Ataxia is a symptom, not a disease. It is a general set of behaviors that indicates a loss of control of normal body movements – sometimes causing rocking, shaking, and loss of balance. It is typically caused by the destruction of myelin in nerve cells; this is the more common mechanism for human diseases such as MS. However, ataxia in Turkish Angora cats has posed a new and unique problem. The ataxia we are seeing in a small portion of our gene pool is marked by similar symptoms, but it is not yet clear what is causing the disease or its progression. This makes our challenge more daunting – we are working against an unknown.
The disease has already been screened and compared to other known feline diseases which cause ataxia, such as GM1 and 2. Lysosomal storage disease has been ruled out through pathological testing. It has also been proven not to be cerebellar hypoplasia, or other diseases known to be caused by viruses in the womb; in fact, the cerebellum is far more normal in ataxic TA kittens than would be expected with this type of problem. Researchers now suspect it could be driven by an inner ear disorder – we have been able to rule so much out thanks to the work of cooperative breeders, and only more of the same will find the answer!
The onset of symptoms in this disease is 2-4 weeks, generally just after the kittens begin to walk. They will begin to shake, and will generally have a downward progression. There is a varying progression of the disease – some kittens, with age, appear to partially compensate; it does not always progress at the same rate, and in many cases, the progression is severe and fatal.
What to do if you suspect ataxia:
If you have reason to believe one or more of your kittens have ataxia, do not panic. Its penetrance so far indicates it is likely a simple recessive. It is important to know there is nothing you can do in your home that will help the kitten, other than assistive care and hoping for the best. However, you can help immensely by working with your vet, and with Lorraine Shelton, to help us find out more about this disease.
Contact Lorraine at email@example.com and let her know you have an affected kitten. If you can, take videos of your affected kittens – seeing the type of movement and progression of the disease will assist in its classification. Ask your vet to draw 3ccs of whole blood in an EDTA (purple top) tube. At this time, because the focus has shifted to a study of an inner ear disorder, it would be most helpful to transport a LIVE kitten affected by the disease to researchers. Any such kitten will NOT be “experimented on” – it is vital to researchers that they be able to work with the most viable, best quality tissue – this means a necropsy immediately following humane euthanasia. ALL information will be kept strictly confidential. We have a specialist ready to do the testing we need to rule an inner ear disorder in or out. Any kitten sent to the lab will be treated with the highest of ethical and humane standards.
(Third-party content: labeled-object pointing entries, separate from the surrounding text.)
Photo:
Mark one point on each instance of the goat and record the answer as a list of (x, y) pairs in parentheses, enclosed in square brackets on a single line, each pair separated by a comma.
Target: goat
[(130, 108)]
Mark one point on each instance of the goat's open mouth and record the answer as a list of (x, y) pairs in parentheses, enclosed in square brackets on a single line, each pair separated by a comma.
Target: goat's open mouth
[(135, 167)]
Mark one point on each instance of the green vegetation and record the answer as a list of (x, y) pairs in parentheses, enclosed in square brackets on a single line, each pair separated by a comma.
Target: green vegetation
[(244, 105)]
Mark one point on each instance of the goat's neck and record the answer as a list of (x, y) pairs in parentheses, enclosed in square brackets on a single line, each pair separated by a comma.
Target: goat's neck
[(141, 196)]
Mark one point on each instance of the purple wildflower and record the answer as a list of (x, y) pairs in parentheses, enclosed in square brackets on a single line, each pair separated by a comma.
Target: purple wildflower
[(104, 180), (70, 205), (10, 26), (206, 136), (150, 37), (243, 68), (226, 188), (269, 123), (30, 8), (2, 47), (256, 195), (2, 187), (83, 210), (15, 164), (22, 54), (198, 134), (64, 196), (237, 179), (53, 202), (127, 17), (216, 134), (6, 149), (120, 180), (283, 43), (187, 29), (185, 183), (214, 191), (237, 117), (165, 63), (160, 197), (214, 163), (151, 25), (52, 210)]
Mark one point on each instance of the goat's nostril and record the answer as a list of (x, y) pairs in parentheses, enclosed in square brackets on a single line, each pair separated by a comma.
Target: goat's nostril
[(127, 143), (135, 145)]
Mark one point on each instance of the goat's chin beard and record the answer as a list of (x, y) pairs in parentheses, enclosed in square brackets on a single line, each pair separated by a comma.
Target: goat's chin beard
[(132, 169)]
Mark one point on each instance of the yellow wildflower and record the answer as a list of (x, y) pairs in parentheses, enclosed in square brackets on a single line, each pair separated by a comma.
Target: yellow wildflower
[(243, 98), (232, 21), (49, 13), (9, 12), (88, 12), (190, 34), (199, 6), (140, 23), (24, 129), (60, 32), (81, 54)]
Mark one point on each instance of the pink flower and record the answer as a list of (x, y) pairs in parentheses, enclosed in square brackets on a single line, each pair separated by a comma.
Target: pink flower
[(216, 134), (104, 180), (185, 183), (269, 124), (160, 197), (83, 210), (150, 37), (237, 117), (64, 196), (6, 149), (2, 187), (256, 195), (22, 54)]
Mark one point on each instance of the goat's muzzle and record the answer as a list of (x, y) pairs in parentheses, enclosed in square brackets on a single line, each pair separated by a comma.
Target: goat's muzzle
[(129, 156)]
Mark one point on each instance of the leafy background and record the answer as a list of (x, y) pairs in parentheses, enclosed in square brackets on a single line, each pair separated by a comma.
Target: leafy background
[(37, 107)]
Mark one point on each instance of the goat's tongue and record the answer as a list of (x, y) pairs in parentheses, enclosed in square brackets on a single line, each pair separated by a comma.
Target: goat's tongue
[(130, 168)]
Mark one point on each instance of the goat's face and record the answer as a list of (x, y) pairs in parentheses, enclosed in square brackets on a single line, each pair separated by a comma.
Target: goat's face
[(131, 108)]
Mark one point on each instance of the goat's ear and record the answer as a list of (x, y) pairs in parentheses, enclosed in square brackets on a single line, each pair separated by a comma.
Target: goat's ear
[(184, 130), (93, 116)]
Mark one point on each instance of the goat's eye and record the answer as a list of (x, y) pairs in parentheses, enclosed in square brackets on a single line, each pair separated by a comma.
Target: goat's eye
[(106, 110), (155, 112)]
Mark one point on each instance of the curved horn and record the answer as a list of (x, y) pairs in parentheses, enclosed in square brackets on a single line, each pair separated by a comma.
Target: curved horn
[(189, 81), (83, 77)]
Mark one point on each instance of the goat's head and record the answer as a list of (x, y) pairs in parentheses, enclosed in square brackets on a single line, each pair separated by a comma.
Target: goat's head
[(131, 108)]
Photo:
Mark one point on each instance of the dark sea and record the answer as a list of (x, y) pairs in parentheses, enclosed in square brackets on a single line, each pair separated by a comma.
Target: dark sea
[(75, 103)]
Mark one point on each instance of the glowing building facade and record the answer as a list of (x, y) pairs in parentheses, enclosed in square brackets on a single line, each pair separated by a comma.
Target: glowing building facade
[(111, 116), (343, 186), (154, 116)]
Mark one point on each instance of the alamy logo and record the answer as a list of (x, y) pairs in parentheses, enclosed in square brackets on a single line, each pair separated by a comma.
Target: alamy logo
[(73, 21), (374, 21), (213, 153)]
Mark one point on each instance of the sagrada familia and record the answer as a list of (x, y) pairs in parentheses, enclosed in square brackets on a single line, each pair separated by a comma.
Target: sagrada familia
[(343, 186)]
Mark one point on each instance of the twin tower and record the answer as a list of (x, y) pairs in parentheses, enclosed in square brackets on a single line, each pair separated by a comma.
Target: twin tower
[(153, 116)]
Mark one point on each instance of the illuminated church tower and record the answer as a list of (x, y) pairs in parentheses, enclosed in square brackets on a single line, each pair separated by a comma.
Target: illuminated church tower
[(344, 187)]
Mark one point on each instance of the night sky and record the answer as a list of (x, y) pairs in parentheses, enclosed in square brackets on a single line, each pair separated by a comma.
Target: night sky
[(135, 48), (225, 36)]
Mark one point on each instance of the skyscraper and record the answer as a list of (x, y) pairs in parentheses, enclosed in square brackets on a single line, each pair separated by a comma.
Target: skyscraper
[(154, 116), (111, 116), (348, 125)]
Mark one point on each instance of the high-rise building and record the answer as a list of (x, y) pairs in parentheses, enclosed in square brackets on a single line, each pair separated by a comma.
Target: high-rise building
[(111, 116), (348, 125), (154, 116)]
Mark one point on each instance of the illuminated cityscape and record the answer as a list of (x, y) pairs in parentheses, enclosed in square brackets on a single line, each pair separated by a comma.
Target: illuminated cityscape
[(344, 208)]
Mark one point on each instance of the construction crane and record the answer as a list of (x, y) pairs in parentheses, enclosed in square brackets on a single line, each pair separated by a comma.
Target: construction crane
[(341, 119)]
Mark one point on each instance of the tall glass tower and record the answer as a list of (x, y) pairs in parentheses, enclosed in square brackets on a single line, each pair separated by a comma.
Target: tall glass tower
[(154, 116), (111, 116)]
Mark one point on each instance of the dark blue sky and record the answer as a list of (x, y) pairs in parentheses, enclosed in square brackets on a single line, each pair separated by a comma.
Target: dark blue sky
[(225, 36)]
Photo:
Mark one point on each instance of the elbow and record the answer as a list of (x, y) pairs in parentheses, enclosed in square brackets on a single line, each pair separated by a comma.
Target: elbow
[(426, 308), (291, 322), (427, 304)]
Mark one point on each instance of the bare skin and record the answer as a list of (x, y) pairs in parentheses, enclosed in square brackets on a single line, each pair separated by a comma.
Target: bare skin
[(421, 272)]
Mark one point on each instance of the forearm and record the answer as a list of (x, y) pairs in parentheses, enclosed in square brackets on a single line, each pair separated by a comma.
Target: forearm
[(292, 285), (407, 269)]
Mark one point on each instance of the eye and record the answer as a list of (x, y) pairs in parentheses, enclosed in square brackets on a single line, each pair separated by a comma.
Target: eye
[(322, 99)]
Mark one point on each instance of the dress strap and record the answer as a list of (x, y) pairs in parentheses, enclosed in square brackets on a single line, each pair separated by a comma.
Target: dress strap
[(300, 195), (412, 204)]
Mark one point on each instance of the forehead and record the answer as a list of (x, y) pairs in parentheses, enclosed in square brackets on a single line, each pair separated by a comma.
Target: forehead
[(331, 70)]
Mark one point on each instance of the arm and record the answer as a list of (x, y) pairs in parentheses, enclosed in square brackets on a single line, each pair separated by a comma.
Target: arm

You can do more – if you have a KNOWN carrier – a cat who has thrown ataxia, male or female – when you spay/neuter the cat, save the tissue and have your vet save it in sterile saline or alcohol (saline preferred – but do NOT use formalin), cutting the tissue open to allow the solution to penetrate the tissue. These tissues can then be sent at Lorraine’s direction, also with a blood sample, for archiving at UC Davis, to help us find gene markers. Cheek swabs from littermates to ataxic kittens, as well as prior and subsequent siblings, will also assist in locating the gene responsible.